Pencereden ayrıldım.Bir süre ön bahçedeki balkona çıkıp manzarayı izlemeye koyuldum, temiz olduğunu düşündüğüm havayı derin derin soluyarak. Yan bahçedeki sesler artmıştı.Tekrar pencereye koştum .O da nesi? Tavuklar uçuyorlardı resmen. Hiç bukadar havalanabilen tavuk görmemiştim. Anne ve abi çiti yükseltmeye çalışıyorlardı bu havalı tavukları durdurabilmek adına. Tam "işte tamamdır" diye düşündükleri anda tavuklardan biri görülmedik bir edayla çitin en yüksek yerine kadar havalanıp geri düştü. Benim gözlerim pörtlemiş vaziyette onun hiçbir hareketini kaçırmak istemeyerek tavuğa odaklandım, şaşırdım. Çok şaşkındım. Bir sürü yem vardı oldukları yerde ama yine de onlar çitin ötesine geçmek istiyorlardı. Aslında hepsi değil bir buçuk tanesi. Evet bir tanesi tüm azmiyle çabalarken diğeri az biraz çabalıyordu.Üçüncü
tavuk eşeleniyordu daha ziyade.
Azimli tavuk jimnastikçi edasıyla zıpladı tekrar ama fazla yüksek değildi. Benim yüzümde bir gülümseme... Çit yükseltme çalışmaları tekrar başlamıştı. Bense pencereden bu maçı kim kazanacak diye içten içe merakla, bir, ateş saçan bakışlarıyla "freedoom" diye bağırıp savaş boyaları sürmüş tavuklara, bir de çit yükseltim çalışmalarına hız vermiş gargamel ve azman (nedense onlara benzetmiştim) formunda bana görünen anne ve abi ye bakıyordum. Ama tavukların tarafını tutuyordum o da ayrı.

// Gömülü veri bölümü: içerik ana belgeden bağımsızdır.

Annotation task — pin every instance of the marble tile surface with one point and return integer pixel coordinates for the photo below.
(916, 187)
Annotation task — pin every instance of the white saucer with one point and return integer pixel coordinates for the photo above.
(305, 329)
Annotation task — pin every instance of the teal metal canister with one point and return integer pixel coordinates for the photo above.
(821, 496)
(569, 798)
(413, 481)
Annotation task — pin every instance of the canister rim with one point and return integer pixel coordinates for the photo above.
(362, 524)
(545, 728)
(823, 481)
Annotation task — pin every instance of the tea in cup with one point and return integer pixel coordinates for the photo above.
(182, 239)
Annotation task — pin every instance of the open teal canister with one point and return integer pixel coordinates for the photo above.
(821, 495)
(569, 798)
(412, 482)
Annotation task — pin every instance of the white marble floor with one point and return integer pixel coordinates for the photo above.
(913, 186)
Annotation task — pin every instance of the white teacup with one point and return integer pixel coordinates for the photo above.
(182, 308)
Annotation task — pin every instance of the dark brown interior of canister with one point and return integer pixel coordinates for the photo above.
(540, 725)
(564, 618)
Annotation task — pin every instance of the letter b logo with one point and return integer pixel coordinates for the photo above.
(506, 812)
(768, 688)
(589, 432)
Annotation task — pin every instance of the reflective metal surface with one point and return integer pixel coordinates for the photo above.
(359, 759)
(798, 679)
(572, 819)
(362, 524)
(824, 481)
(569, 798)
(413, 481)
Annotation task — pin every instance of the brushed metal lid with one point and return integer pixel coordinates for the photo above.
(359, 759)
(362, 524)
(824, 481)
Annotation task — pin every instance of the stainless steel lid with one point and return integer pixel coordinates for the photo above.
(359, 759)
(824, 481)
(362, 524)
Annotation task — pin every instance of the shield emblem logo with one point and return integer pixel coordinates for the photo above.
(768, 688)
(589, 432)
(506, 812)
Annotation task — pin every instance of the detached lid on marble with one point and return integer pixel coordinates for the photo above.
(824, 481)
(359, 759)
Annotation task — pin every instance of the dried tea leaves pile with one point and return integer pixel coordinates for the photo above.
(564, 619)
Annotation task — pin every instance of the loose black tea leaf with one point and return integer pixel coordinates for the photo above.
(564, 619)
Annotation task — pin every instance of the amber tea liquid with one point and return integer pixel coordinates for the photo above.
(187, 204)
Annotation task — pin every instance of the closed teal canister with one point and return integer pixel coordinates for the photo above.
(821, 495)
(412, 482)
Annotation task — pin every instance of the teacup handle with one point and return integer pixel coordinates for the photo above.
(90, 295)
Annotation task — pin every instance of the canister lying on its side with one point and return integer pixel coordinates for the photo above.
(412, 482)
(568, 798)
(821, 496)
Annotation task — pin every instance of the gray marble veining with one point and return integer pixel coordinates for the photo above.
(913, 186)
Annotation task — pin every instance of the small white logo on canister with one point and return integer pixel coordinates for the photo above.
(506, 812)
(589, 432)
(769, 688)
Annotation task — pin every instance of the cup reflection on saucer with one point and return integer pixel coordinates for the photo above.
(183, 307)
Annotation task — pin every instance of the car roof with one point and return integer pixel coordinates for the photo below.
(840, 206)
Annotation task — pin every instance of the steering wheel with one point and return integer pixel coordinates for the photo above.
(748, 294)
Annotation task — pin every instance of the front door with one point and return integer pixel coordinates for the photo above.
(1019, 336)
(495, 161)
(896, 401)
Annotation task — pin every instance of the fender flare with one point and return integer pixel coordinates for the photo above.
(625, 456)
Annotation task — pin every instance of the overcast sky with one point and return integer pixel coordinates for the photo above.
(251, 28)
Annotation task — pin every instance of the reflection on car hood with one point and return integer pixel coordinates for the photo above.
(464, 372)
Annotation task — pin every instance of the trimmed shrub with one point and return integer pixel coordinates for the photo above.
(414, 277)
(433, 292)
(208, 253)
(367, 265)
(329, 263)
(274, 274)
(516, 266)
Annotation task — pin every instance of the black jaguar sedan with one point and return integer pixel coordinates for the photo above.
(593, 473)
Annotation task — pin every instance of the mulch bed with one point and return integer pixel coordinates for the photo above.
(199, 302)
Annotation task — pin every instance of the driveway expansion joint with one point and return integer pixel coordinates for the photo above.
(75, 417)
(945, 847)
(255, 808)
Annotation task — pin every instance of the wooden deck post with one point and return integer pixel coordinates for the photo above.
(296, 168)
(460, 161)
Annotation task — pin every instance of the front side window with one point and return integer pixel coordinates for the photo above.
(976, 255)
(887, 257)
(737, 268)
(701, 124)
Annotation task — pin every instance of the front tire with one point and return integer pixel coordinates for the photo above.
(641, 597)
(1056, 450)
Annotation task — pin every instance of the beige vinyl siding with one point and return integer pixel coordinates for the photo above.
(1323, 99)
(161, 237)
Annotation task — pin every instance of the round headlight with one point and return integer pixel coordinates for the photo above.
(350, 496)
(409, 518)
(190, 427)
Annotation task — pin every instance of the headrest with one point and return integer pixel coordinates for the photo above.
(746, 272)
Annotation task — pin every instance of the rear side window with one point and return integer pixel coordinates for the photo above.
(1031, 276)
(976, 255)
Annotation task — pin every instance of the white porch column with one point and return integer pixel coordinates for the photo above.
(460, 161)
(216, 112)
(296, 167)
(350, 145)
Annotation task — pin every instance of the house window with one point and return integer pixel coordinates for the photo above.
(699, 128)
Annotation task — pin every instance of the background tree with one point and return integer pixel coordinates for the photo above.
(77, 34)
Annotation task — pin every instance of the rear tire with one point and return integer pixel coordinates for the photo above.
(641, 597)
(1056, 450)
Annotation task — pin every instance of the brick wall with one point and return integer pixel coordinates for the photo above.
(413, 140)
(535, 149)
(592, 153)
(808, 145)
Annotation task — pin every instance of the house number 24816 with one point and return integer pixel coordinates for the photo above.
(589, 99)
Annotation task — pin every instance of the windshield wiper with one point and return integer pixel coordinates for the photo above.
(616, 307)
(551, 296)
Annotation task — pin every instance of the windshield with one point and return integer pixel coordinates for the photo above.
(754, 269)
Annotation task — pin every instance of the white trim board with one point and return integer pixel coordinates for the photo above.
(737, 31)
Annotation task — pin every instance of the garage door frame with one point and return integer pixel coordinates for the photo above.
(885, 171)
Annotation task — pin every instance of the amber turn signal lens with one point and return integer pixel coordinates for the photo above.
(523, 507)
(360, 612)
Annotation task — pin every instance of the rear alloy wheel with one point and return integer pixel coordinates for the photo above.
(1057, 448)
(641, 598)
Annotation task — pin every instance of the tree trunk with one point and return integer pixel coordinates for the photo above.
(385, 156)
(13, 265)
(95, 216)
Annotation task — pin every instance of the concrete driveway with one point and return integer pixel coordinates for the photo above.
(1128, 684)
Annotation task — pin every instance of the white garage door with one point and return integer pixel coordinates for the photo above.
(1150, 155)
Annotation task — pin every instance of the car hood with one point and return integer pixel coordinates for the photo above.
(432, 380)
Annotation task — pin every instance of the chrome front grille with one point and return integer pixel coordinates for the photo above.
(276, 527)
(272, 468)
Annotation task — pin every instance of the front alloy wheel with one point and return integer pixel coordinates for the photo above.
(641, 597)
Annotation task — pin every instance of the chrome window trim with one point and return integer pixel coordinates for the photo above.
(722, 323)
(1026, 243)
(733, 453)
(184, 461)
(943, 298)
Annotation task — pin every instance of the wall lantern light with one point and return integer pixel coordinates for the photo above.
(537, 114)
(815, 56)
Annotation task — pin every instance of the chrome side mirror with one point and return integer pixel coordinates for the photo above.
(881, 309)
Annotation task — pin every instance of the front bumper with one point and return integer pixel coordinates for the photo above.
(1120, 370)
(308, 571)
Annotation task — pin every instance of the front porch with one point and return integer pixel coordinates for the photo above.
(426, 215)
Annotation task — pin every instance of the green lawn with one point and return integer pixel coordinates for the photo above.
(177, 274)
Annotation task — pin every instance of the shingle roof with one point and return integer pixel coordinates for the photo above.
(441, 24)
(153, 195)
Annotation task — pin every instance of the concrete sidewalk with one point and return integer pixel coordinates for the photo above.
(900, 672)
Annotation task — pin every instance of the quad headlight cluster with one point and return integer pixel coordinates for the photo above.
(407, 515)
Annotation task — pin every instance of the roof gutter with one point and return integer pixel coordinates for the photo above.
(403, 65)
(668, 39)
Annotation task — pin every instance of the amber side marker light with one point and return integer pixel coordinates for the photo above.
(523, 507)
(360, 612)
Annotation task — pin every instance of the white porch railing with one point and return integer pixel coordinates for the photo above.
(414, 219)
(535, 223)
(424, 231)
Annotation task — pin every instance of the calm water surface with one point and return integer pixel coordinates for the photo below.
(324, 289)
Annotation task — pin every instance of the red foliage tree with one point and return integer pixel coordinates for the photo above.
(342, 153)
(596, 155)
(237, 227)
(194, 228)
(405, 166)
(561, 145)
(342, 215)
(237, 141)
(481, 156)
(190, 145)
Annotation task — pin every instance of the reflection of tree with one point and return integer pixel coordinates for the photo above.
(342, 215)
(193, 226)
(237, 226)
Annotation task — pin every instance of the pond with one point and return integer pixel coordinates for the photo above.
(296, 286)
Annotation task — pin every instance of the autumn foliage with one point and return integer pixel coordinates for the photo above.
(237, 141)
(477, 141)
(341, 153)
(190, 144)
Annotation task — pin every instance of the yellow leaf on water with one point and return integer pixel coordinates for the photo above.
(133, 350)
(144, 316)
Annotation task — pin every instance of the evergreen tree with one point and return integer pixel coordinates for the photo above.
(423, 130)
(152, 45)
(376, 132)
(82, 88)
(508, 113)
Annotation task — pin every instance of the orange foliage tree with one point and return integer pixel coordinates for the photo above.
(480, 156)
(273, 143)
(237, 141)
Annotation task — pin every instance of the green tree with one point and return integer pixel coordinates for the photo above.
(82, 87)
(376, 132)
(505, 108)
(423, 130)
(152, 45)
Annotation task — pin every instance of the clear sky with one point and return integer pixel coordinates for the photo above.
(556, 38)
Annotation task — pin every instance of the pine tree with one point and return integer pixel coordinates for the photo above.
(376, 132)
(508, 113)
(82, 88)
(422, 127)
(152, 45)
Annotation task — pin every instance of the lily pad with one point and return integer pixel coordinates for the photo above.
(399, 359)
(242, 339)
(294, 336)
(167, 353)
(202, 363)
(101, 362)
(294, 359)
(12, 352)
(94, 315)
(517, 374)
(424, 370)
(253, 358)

Anne yardım istedi. "Yok artık!" dedim, gözlerimi kısıp küçümseyerek. Faşistçe planlarınıza beni alet etmeyin dedim, gururlu spartacus edasıyla.Tamam güzel birşeydi bu, çevrede tavuklar otlansın hatta isterdim ki kazlar grupsal gezintilerini yapsın, ördekler paytak paytak yürüsün, kuzular melesin, inekler möölesin, kediler, köpekler... falan filan severim ama kocaman bir çiftliğin olur ve onlar özgürce hareket ederlerdi. Afedersiniz ama bu şey kadar yere üç tavuğu kapamaya hakkımız yoktu.
Tavuklar dinlenip dinlenip atağa geçiyorlardı. Annede bir bezginlik. Bu böyle olmaz dedim ve onların haklı eylemine destek vermem lazım dedim. Desteğim sözlü ifadeden öteye gidemeyecekti belki ama olsun o da bir şeydi. Bir yandan "size inanıyorum yapabilirsiniz" diye onları motive ederken bir yandan da basit birkaç slogan atmaya başladım.Tavuklar sanki beni duymuşçasına öyle bir havalanıyorlardı ki sormayın gitsin. ben de heyecanlı heyecanlı "işte buu" "ha gayret az kaldı özgürlüğe" "pes etmeyin" diye söyleniyordum ki pencereden... İşte tam o anda annemin yaran repliği geldi;
"Kışkırtma kız tavuklarıı"
Ben bıraktım sloganları artık karnıma ağrılar giresiye gülmeye başladım. Herkes, hatta söylediğinin farkına varmış olacak ki anne dahi gülüyordu. Bu cümle özetlemişti durumu. Ben bir provakatördüm artık tavuklar da özgürlük savaşçıları.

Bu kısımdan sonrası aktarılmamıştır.